Drennon Davis and Monique Moreau perform their improv sound act Imaginary Radio.

Imaginary Radio gets a real-life stage opportunity

The Edinburgh Fringe Festival is known to be the largest arts festival across the globe.

The Edinburgh Fringe Festival is known to be the largest arts festival across the globe.

Monique Leuchtenmueller, born and raised in Red Deer, has been invited to the capital of Scotland to attend and perform her comedy show as part of the three-week festival in August.

But she needs help to make it happen.

Leuchtenmueller, 27, and her American show partner, Drennon Davis, make up the comedy duo for their group called Imaginary Radio.

Imaginary Radio is based in L.A., where Leuchtenmueller has been living for the past four years to work on her career as a performing artist.

It features a mixture of impressions, improv, sketch and musical comedy, all in the format of a radio station parody.

They put a comedic twist on a number of songs, music genres (from LMFAO to French 1960s music) and even radio hosts, said Leuchtenmueller, whose stage name is Monique Moreau.

Taking part in Edinburgh Fringe is a “once in a lifetime opportunity,” said Leuchtenmueller, and the duo couldn’t be more thrilled.

But there’s a large cost to participate in the Edinburgh festival and while Imaginary Radio’s producing company, the Pajama Men, have covered the majority of funds, Leuchtenmueller and Davis still need an additional $4,000 to meet their budget.

“At the last minute, we realized we have to hire a tech person, rent special sound equipment, and do all this stuff that we didn’t know we’d have to do originally. . . . Our theatre told us recently they didn’t have quite a few things we need,” said Leuchtenmueller, home in Red Deer for the beginning of July to visit her parents.

Imaginary Radio does all their own music, using a piano, synthesizer and a looping machine, which allows Davis to record, play back and add different affects, tempos and layers to their performances.

The group also has to pay for the printing of posters and flyers and the wages of those who hand out the flyers, she noted.

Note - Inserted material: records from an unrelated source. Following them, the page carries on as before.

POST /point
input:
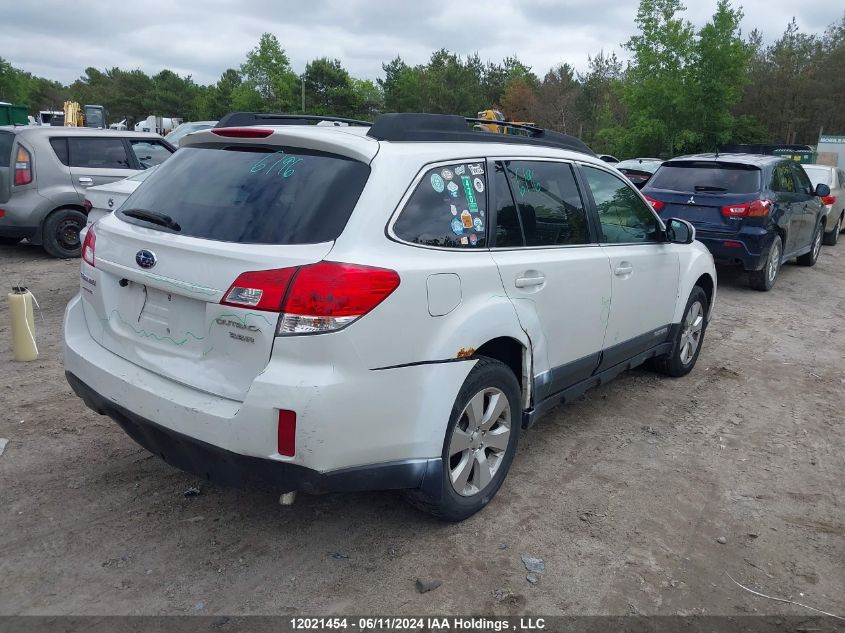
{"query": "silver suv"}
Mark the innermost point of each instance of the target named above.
(44, 172)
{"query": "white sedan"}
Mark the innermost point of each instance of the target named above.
(104, 199)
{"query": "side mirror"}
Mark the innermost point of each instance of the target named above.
(679, 231)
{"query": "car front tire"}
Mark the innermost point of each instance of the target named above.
(480, 444)
(688, 340)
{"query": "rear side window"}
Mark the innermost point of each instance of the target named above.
(6, 142)
(253, 195)
(447, 209)
(550, 207)
(703, 176)
(149, 153)
(59, 146)
(98, 153)
(782, 179)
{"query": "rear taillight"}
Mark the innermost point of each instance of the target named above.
(312, 299)
(329, 295)
(88, 246)
(287, 433)
(260, 289)
(657, 205)
(753, 209)
(242, 132)
(23, 167)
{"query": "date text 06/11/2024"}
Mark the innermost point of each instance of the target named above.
(456, 623)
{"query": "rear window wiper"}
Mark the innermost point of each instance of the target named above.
(153, 217)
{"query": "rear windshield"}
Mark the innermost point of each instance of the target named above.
(818, 175)
(253, 195)
(706, 176)
(6, 141)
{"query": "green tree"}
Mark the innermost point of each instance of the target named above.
(267, 72)
(719, 68)
(329, 88)
(657, 80)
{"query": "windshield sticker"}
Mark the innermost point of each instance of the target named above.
(470, 194)
(287, 164)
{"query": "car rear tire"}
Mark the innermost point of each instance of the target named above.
(830, 239)
(61, 233)
(810, 259)
(480, 444)
(688, 341)
(764, 279)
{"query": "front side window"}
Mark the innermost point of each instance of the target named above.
(448, 208)
(98, 153)
(623, 216)
(550, 208)
(149, 153)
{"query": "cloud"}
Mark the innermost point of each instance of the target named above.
(205, 38)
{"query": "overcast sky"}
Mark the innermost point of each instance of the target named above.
(202, 38)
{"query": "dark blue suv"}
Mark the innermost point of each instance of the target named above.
(757, 211)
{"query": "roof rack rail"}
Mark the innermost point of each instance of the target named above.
(248, 119)
(412, 126)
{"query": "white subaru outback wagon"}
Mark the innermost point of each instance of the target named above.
(374, 307)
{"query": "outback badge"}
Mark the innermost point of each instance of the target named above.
(145, 258)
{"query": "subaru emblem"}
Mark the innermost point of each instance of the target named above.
(145, 258)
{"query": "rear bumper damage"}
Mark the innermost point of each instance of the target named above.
(232, 469)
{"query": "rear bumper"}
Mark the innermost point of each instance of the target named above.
(232, 469)
(748, 249)
(347, 419)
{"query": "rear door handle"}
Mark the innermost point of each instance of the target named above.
(534, 280)
(623, 269)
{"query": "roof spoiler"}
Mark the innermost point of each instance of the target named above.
(247, 119)
(455, 128)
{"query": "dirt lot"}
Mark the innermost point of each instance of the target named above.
(626, 495)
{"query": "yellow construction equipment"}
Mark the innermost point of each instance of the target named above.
(495, 115)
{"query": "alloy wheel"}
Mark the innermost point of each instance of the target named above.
(691, 334)
(479, 441)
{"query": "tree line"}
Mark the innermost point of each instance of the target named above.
(685, 89)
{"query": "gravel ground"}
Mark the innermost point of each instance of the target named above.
(640, 498)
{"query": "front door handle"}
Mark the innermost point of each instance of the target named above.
(537, 279)
(623, 269)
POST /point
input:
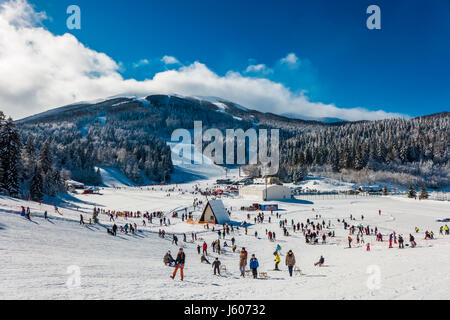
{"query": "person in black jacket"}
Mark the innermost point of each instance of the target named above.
(216, 265)
(179, 263)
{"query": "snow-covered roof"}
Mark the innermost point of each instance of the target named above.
(74, 183)
(219, 211)
(263, 186)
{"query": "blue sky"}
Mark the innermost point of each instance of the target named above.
(402, 68)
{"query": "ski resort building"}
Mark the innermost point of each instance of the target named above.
(215, 212)
(263, 192)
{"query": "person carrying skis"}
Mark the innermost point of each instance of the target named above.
(412, 241)
(277, 260)
(290, 261)
(242, 261)
(254, 264)
(320, 262)
(203, 259)
(168, 259)
(216, 265)
(400, 242)
(179, 263)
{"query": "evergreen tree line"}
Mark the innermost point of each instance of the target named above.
(396, 145)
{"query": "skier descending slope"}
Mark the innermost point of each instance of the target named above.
(179, 263)
(242, 261)
(254, 266)
(290, 261)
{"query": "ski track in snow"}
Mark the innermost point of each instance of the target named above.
(35, 255)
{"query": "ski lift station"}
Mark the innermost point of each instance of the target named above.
(215, 212)
(265, 193)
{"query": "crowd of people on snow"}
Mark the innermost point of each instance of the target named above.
(314, 231)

They have only 12 days left to raise the money.

Last week, they launched a project on Kickstarter, an online funding platform for creative endeavours. They’ve raised almost $500 to date, said Leuchtenmueller.

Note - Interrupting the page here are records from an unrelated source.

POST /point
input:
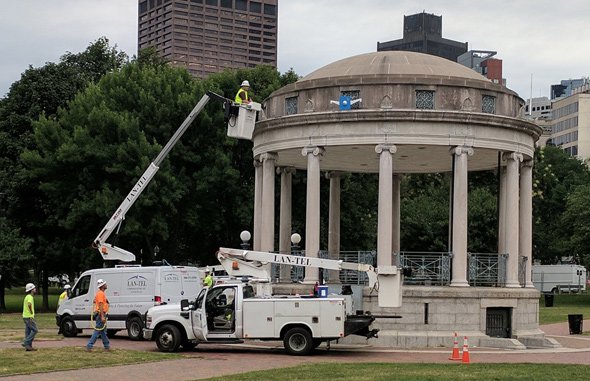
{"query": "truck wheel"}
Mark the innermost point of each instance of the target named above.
(168, 338)
(188, 346)
(68, 327)
(135, 328)
(298, 342)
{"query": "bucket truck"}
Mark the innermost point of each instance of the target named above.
(241, 120)
(231, 312)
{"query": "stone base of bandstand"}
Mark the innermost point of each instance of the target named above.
(431, 315)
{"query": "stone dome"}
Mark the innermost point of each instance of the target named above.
(401, 63)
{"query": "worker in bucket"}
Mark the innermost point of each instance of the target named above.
(208, 280)
(100, 316)
(242, 94)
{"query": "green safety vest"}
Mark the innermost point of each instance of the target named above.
(238, 99)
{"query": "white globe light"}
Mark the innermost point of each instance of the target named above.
(245, 236)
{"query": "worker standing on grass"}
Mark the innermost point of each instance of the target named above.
(208, 281)
(100, 316)
(64, 295)
(29, 317)
(242, 95)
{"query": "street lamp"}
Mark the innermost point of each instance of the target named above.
(245, 237)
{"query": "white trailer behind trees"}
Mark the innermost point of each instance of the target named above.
(559, 278)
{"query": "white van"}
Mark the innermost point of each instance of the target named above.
(559, 278)
(131, 291)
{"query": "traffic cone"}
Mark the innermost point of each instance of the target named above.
(465, 357)
(455, 355)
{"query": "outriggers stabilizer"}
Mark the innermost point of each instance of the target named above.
(240, 124)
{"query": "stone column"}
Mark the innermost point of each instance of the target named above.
(285, 218)
(502, 213)
(396, 211)
(526, 219)
(385, 209)
(257, 203)
(459, 238)
(312, 209)
(267, 233)
(513, 160)
(334, 223)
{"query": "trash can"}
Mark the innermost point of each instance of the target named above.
(549, 299)
(576, 322)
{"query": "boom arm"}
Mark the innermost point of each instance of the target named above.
(386, 279)
(110, 252)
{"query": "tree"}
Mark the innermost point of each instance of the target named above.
(14, 256)
(555, 175)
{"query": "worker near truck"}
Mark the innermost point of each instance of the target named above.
(208, 280)
(242, 94)
(29, 317)
(100, 316)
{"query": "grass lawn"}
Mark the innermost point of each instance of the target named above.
(563, 305)
(400, 372)
(51, 359)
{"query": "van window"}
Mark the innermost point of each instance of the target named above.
(200, 298)
(82, 287)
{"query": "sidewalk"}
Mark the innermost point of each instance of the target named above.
(220, 360)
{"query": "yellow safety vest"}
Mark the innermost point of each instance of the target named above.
(238, 99)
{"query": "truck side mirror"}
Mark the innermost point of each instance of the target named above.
(184, 305)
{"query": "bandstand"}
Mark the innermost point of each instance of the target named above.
(395, 113)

They hope to get the word out about Imaginary Radio beyond their L.A. fan base, friends and family.

“This is a great way to promote young artists trying to do something new and unique and help them take it to the worldwide stage,” she said. “If you donate, you get your name attached to our show, too. We’ll mention you in our thank-you song and there are giveaways like T-shirts and stickers. . . . We remember everyone who donates and we’ll be thanking them personally.”

If they don’t meet the target, Imaginary Radio will borrow the money but, as Davis said in their Kickstarter video, as “starving artists,” that’s their last resort.

Leuchtenmueller, who has her Grade 10 in piano, has been working with Davis in Imaginary Radio for over a year.

“I’ve always wanted to do comedy but I didn’t know where to start.”

A 2002 graduate of Lindsay Thurber Comprehensive High School, Leuchtenmueller attended the music program at Red Deer College and then took a film program in Vancouver before moving to L.A. to pursue her interest in stand-up comedy and music.

She looked up open-mic nights online and went to as many of them as she could while working her day job as a CBS assistant.

She started getting shows about six months later, she said.

During one of these shows, she met Davis.

“We hung out and we played together and within an hour we had a funny song and we decided to just keep doing it and he had the idea to start Imaginary Radio and incorporate a whole bunch of different types of music,” she said.

“We started performing all over L.A. and it was awesome, people really liked it. Then one day last fall, an Edinburgh scout was at one of our shows at Meltdown Comics, an alternative theatre, and we didn’t even know he was there and he invited us a few months later to participate in the fringe festival.”

For Edinburgh, expect to see more British humour in Imaginary Radio, said Leuchtenmueller, who noted she’d been watching as many BBC shows as she could.

And there will be some elements of her Canadian upbringing visible, too, as always, she said.

“I talk about our Canadian winters, the more Alberta-country kind of stuff and I bring in a lot of Bare Naked Ladies and The Tragically Hip songs.”

The Edinburgh Fringe Festival runs from Aug. 3 to 27.